(Re)Making Love: A Sex After Sixty Story is the memoir of the good the bad and the foolish: One woman’s journey that proves it’s never too late to find love—or oneself.
Fresh, quirky and delightful, (Re)Making Love: A Sex After Sixty Story, is brutally honest while giving hope that passion doesn’t need to end after a certain age. Tabor takes the reader from Washington, DC to Missouri to Australia and eventually to Paris, a visit that offers a stunning surprise—one that changed the author’s life.
Mary L. Tabor had been married for twenty-one years when her husband announced to her, “I need to live alone.” Already grief stricken by the deaths of her mother, sister and then father, the news threw Tabor into a tailspin of impetuous acts, the good, the bad and the foolish.

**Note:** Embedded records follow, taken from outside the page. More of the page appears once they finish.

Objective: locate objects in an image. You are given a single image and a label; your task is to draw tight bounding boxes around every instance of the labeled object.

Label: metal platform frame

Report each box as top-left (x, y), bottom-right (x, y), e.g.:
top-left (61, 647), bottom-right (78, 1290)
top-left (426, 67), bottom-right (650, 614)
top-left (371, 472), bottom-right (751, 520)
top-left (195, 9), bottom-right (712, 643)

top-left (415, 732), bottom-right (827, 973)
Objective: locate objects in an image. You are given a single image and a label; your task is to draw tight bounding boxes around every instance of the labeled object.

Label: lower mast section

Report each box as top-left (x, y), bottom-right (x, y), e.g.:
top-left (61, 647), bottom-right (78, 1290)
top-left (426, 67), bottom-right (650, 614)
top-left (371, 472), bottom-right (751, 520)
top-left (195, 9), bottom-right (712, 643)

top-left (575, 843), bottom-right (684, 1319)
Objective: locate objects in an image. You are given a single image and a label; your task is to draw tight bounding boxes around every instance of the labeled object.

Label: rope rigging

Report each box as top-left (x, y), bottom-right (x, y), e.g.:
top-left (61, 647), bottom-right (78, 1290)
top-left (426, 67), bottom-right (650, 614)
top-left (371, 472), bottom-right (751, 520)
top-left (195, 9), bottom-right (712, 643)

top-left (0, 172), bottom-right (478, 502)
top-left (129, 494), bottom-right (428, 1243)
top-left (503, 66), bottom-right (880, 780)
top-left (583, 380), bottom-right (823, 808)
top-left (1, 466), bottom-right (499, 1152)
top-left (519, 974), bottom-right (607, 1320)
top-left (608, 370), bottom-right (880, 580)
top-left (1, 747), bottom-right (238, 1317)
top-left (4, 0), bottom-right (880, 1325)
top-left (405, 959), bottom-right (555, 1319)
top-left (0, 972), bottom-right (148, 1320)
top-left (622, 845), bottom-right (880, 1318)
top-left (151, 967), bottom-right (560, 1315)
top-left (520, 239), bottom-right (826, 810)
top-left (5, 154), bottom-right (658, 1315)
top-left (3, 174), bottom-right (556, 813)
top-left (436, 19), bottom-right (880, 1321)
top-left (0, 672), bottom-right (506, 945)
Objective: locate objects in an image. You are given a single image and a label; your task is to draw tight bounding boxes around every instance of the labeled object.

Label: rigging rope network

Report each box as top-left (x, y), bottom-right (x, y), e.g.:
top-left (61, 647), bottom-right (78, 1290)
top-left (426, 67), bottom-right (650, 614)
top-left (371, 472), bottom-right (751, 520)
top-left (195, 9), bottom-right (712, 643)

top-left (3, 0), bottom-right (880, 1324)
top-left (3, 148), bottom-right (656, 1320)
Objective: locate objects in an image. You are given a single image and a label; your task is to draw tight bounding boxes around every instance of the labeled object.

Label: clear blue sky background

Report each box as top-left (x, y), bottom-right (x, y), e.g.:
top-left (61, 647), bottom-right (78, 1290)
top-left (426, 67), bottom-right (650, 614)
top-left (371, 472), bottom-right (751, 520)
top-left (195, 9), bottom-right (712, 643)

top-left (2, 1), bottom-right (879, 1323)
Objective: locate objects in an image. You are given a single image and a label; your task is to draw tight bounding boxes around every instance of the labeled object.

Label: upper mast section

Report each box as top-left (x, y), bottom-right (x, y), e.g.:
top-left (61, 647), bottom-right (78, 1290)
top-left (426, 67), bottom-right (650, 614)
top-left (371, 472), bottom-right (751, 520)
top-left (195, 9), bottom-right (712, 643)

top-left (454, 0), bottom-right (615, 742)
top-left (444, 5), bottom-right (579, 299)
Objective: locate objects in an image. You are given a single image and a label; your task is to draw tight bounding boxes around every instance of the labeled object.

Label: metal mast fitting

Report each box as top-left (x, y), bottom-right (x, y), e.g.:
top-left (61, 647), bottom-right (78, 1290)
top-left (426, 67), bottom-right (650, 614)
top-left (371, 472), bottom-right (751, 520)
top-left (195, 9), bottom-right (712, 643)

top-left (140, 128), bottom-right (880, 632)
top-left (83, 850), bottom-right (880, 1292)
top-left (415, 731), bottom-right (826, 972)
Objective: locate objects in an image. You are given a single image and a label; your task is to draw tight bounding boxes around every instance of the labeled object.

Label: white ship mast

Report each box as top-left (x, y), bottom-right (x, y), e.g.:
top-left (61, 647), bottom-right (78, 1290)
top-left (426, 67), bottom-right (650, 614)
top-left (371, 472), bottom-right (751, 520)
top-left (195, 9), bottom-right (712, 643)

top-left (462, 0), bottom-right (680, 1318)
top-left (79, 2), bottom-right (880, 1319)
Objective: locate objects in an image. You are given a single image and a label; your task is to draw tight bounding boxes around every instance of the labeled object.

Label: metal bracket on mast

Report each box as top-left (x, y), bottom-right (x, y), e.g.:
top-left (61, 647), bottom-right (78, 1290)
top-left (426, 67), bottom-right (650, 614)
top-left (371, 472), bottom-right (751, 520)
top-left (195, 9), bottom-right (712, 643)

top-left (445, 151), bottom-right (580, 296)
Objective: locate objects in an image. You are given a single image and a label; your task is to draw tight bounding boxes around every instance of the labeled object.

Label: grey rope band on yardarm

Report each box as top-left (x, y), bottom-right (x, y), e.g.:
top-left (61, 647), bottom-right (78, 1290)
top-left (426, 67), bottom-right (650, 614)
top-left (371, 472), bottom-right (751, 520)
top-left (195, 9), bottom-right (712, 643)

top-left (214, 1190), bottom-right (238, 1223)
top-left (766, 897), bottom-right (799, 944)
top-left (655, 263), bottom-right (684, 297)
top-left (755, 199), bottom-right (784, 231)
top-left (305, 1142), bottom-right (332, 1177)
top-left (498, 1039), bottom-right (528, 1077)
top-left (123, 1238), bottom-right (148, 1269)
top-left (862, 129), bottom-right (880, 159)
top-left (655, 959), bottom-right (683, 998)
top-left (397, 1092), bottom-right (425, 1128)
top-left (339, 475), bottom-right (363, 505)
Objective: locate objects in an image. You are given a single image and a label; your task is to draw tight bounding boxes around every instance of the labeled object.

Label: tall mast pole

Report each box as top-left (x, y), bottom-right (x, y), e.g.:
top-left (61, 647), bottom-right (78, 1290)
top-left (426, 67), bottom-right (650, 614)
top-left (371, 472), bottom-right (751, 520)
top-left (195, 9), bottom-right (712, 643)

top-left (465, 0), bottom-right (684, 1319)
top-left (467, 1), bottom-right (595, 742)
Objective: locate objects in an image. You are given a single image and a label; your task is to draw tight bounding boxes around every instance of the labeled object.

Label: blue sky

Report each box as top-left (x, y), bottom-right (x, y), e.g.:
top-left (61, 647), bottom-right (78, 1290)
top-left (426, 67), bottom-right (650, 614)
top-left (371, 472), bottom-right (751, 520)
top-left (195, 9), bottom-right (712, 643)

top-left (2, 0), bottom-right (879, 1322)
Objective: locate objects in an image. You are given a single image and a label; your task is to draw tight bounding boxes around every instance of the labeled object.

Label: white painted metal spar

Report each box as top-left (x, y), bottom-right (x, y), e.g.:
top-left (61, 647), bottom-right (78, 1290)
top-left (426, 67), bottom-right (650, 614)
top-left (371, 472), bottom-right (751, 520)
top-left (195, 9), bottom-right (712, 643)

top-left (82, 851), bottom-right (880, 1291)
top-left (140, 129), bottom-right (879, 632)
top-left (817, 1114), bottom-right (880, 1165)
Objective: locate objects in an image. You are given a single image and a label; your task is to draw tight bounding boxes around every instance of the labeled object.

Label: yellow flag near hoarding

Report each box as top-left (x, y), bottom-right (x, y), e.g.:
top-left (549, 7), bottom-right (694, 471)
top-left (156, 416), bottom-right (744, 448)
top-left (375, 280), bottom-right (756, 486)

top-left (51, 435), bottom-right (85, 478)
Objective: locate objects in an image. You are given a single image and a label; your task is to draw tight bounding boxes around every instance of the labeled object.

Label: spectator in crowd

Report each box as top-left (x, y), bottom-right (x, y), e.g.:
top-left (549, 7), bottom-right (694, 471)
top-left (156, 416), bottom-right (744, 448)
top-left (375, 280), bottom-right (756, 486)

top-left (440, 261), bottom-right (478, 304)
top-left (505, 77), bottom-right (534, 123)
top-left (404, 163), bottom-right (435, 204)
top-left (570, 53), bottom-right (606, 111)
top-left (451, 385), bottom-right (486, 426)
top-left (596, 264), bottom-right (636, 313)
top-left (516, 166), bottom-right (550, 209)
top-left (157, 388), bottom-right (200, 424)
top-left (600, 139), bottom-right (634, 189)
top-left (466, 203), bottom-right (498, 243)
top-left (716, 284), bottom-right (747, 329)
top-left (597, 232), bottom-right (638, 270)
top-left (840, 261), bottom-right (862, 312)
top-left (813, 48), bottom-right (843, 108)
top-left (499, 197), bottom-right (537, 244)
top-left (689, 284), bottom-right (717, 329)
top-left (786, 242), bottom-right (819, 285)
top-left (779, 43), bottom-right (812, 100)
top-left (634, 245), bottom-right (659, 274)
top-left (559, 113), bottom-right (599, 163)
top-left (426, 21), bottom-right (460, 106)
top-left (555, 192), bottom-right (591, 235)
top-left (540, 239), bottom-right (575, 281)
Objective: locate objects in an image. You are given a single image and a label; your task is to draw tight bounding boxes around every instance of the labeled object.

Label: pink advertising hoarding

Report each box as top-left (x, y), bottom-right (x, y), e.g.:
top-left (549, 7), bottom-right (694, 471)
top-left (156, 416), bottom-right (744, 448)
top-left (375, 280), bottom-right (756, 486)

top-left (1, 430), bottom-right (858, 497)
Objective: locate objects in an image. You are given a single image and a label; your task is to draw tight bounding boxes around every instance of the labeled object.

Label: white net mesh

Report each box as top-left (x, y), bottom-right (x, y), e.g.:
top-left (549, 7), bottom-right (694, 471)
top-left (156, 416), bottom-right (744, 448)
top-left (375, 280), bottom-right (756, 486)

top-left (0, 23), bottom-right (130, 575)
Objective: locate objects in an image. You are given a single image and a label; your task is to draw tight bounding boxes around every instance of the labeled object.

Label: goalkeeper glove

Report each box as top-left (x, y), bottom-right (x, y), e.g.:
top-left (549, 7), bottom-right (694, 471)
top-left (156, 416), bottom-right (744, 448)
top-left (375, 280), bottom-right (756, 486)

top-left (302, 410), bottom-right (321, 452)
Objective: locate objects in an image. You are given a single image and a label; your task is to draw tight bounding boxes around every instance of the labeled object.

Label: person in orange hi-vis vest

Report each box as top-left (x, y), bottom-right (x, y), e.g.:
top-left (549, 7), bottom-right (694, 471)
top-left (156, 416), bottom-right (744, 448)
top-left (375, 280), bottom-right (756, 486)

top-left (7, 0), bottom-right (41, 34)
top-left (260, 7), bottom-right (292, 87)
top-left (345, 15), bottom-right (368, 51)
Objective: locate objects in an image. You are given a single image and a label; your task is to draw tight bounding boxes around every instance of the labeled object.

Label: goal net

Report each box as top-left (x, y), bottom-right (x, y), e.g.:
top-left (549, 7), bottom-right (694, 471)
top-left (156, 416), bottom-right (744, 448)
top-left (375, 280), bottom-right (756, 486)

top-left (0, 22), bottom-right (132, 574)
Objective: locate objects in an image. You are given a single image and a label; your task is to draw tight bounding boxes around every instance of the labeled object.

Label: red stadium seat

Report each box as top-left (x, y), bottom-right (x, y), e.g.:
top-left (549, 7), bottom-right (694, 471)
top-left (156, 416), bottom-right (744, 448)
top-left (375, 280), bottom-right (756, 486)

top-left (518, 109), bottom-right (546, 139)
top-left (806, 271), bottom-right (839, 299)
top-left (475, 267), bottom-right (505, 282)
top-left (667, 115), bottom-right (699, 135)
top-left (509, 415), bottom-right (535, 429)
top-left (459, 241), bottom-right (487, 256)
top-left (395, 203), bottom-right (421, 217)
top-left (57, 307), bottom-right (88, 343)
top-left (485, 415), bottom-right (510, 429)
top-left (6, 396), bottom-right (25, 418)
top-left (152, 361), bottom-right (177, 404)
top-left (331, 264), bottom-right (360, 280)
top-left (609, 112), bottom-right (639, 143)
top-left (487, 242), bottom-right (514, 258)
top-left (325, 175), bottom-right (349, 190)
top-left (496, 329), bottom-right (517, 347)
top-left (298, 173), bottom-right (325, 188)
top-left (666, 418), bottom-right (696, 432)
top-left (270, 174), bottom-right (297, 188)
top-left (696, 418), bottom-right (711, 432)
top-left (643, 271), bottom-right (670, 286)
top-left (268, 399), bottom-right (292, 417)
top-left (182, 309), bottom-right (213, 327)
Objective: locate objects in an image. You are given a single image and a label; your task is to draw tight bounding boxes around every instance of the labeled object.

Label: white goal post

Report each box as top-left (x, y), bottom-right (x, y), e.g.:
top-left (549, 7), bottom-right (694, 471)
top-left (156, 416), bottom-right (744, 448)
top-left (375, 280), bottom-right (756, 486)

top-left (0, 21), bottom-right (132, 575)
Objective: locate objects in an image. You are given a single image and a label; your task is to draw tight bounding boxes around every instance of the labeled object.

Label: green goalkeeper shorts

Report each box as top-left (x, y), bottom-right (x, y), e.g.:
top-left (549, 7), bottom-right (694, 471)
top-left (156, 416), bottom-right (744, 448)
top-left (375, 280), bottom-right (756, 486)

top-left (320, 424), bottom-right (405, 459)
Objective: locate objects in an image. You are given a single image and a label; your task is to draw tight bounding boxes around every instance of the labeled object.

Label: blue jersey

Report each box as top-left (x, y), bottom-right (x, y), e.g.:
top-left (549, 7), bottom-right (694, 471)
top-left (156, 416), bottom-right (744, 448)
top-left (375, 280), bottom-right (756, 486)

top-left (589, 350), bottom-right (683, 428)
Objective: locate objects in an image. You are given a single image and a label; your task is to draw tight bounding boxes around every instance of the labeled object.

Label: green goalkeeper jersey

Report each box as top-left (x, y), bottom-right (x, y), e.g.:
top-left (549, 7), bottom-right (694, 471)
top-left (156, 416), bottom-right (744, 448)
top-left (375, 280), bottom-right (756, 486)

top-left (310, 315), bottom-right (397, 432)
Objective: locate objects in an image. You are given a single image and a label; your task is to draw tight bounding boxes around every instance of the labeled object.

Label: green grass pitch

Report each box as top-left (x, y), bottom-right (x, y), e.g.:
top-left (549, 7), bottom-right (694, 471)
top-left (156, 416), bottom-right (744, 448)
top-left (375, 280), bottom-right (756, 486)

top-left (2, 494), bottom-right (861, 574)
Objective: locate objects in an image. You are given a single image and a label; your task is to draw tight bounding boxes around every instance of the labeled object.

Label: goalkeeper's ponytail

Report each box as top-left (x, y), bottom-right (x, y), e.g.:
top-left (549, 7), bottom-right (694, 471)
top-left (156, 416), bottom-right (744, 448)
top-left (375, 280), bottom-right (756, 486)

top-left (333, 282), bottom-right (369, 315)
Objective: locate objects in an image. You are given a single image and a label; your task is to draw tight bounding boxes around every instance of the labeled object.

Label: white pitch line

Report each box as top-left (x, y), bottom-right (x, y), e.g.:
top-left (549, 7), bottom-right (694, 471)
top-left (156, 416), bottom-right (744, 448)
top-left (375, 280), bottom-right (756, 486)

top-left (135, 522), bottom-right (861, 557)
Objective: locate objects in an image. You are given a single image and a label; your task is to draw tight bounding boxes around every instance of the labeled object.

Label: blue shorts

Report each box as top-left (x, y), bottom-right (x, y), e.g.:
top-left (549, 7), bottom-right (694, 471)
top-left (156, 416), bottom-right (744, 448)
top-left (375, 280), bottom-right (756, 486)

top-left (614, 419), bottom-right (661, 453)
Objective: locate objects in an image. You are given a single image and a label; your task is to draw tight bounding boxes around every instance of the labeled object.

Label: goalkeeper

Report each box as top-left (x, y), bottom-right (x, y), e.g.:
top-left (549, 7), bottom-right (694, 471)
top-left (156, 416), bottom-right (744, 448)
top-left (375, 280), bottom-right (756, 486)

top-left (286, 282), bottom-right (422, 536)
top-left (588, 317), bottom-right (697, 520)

In this deeply personal memoir, Tabor wholeheartedly shares her journey, all after age sixty, proving it’s never too late to find love—and oneself.
Readers will find hope in a story that gives new meaning to romantic comedy.
Mary L. Tabor was a high school
English teacher who bridged the gap to the business world, rising
on the corporate ladder while also raising two children. She then
made a transition from the business world to the creative world,
leaving her corporate job when she was 50 to earn the MFA degree
in Creative Writing.
Her book The Woman Who Never Cooked
won Mid-List Press’s First Series Award. Mary’s experience
spans the worlds of journalism, business, education and fiction
writing.
Her fiction and essays have appeared
recently in the anthology Electric Grace, Paycock Press, The Missouri
Review, Chautauqua Literary Journal, Image, the Mid-American Review,
River City, Chelsea, Hayden’s Ferry Review, American Literary
Review and elsewhere.
She was a visiting writer at University
of Missouri in Columbia (academic year 2006-07), teaches fiction
writing at George Washington University, the Smithsonian’s
Campus-on-the-Mall, and works with the DC library to reach less-privileged
populations on how to begin writing about family, personal history
and writing a story—the stuff of life. She’s been
interviewed on XM Satellite Radio and Pacifica Radio to discuss
Joyce, Shakespeare and others and her lifelong career-journey.
She is a Woodrow Wilson Teaching Fellow.